Indeed, suppose it is; it should verify the pumping lemma for context-free languages. Let $n$ be the pumping length and $u = 0^n1^nc0^{n+1}1^{n+1} \in L$. The pumping lemma states that there exists a decomposition $u = vwxyz$ such that:

  1. $|wxy| \leqslant n$;
  2. $|wy| > 0$;
  3. for all $k\geqslant 0$, $vw^kxy^kz\in L$.

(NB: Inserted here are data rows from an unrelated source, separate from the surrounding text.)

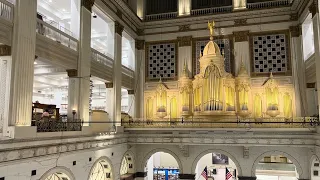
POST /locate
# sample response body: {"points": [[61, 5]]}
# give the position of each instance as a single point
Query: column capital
{"points": [[313, 8], [187, 176], [118, 28], [5, 50], [87, 4], [184, 41], [140, 44], [295, 31], [240, 36], [246, 178], [72, 72]]}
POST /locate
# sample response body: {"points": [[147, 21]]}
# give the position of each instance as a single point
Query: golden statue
{"points": [[211, 28]]}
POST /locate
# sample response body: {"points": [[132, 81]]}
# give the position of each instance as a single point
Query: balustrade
{"points": [[6, 10], [57, 35]]}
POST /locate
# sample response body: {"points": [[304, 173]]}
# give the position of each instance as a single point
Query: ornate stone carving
{"points": [[313, 8], [240, 36], [184, 27], [72, 72], [295, 31], [87, 4], [240, 22], [185, 41], [118, 28], [5, 50], [140, 44]]}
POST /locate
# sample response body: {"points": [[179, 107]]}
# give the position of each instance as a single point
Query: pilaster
{"points": [[241, 48], [23, 55], [84, 61], [117, 73], [139, 77]]}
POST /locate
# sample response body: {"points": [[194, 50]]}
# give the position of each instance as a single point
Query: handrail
{"points": [[169, 15], [213, 10], [6, 10], [300, 122], [268, 4], [101, 58], [55, 34]]}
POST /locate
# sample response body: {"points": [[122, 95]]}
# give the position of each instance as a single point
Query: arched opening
{"points": [[127, 167], [162, 165], [315, 169], [276, 167], [101, 170], [216, 166]]}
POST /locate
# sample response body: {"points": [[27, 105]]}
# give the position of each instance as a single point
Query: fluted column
{"points": [[84, 60], [241, 48], [298, 70], [139, 78], [185, 54], [23, 55], [316, 25], [117, 73]]}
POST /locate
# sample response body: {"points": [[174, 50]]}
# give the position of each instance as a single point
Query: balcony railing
{"points": [[214, 10], [301, 122], [268, 4], [58, 126], [6, 10], [169, 15], [101, 58], [57, 35]]}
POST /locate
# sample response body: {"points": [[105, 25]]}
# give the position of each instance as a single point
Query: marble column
{"points": [[298, 71], [187, 176], [241, 51], [73, 94], [316, 25], [246, 178], [84, 60], [117, 73], [23, 55], [185, 54], [139, 78]]}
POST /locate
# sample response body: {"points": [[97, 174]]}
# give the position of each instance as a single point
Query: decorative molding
{"points": [[118, 28], [240, 22], [184, 28], [109, 85], [87, 4], [313, 8], [295, 31], [240, 36], [140, 44], [185, 41], [72, 72], [5, 50]]}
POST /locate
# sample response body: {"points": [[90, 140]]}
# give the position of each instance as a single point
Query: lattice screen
{"points": [[162, 61], [224, 44], [269, 53]]}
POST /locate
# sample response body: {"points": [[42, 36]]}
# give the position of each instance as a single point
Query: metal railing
{"points": [[57, 35], [301, 122], [101, 58], [213, 10], [268, 4], [58, 126], [169, 15], [6, 10]]}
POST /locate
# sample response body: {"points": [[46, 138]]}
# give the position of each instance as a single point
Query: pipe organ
{"points": [[217, 94]]}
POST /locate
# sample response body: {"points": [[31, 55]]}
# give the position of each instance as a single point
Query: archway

Now suppose the first two points are verified. Let us distinguish:

  • if $wxy$ is composed of only $0$'s or $1$'s, then $vxz$ does not contain as many $0$'s as $1$'s, so $vxz\notin L$;
  • if $w$ or $y$ contains $c$, then $vxz$ does not contain $c$, so $vxz\notin L$;
  • if $x$ contains $c$, then $w$ contains only $1$'s and $y$ contains only $0$'s (given $|wxy| \leqslant n$), and $vxz = 0^n1^mc0^k1^{n+1}$, with $m\neq n$ or $k\neq n+1$, so $vxz\notin L$;
  • if $w$ or $y$ contains $0$'s AND $1$'s, then $vw^2xy^2z$ contains $010101$ as a subsequence, so $vw^2xy^2z\notin L$;
  • given the previous cases, the only possibility is that $wxy$ is a subword of the $0^n1^n$ part or the $0^{n+1}1^{n+1}$ part. Since $wy\neq \varepsilon$, it means that $vxz = 0^i1^jc0^k1^{\ell}$ with either $k \neq i + 1$ or $\ell \neq j + 1$, so $vxz\notin L$.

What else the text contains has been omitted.